The present application claims priority to Korean Patent Application No. 10-2024-0141344, filed on Oct. 16, 2024, and No. 10-2025-0041308, filed on Mar. 31, 2025, the entire contents of which is incorporated herein for all purposes by this reference.
The present disclosure relates to a method and apparatus for a self-adaptive learning for efficiently training deep neural networks in neuromorphic hardware using a hybrid structure combining an analog backbone network with a digital attention block to overcome performance degradation due to the non-ideal characteristics of an analog memory device, and a recording medium for implementing the same.
Analog in-memory computing (AIMC) is attracting attention as a promising technology for energy-efficient acceleration of deep learning workloads. Recently, deep neural networks (DNNs) have made remarkable progress in fields such as computer vision, speech recognition, robotics, and the like, but the training of increasingly large and complex neural networks requires significant computational time and energy costs, posing significant challenges to sustainability. The optimization of the performance and energy efficiency of artificial intelligence (AI) computing hardware is emerging as a key challenge, particularly for AI applications in low-power systems, such as Internet of Things (IoT) devices and edge computing platforms.
To solve such a problem, highly optimized digital application-specific integrated circuits (ASICs) have been developed to accelerate deep learning workloads. Various optimization strategies, such as quantization, binarization, and compression, have focused on reducing the size and number of required computations, but digital implementations still incur significant energy consumption and processing times for large networks.
As an alternative to conventional digital computing technologies, AIMC systems provides significant advantages in enabling low-power and parallel computation. Based on Ohm's law and Kirchhoff's current law, an AIMC framework facilitates massively parallel matrix-vector multiplications (MVM) by storing weight matrices using resistive memory arrays and applying voltages corresponding to input vector values. In addition, a pulse matching technique and gradual conductance adjustment enable parallel computation of rank-one outer products across the entire crossbar array, thereby achieving approximately O(1) time complexity. Consequently, the AIMC systems are expected to provide significantly faster performance and greater energy efficiency than digital alternatives and have successfully accelerated on-chip inference using pre-trained models.

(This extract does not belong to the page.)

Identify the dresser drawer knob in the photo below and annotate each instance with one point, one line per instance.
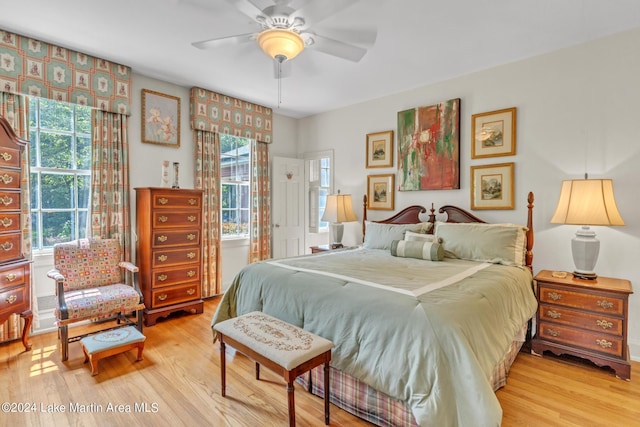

However, practical implementation of on-chip training systems using AIMC faces several challenges due to the non-ideal characteristics of memory devices. One of the major challenges is the asymmetry in conductance updates, in which the amount of conductance increase and decrease at a given conductance level are not equal, thereby severely affecting system performance. In addition, the limited precision of analog devices, compared to the high-precision floating-point arithmetic used in a standard stochastic gradient descent (SGD) algorithm, significantly degrades performance as the number of bits decreases. Inherent device-to-device variability further complicates the implementation of many algorithmic ideas that assume translation invariance. Efforts are underway to develop memory devices with symmetric conductance updates, but achieving ideal symmetry still remains a challenge.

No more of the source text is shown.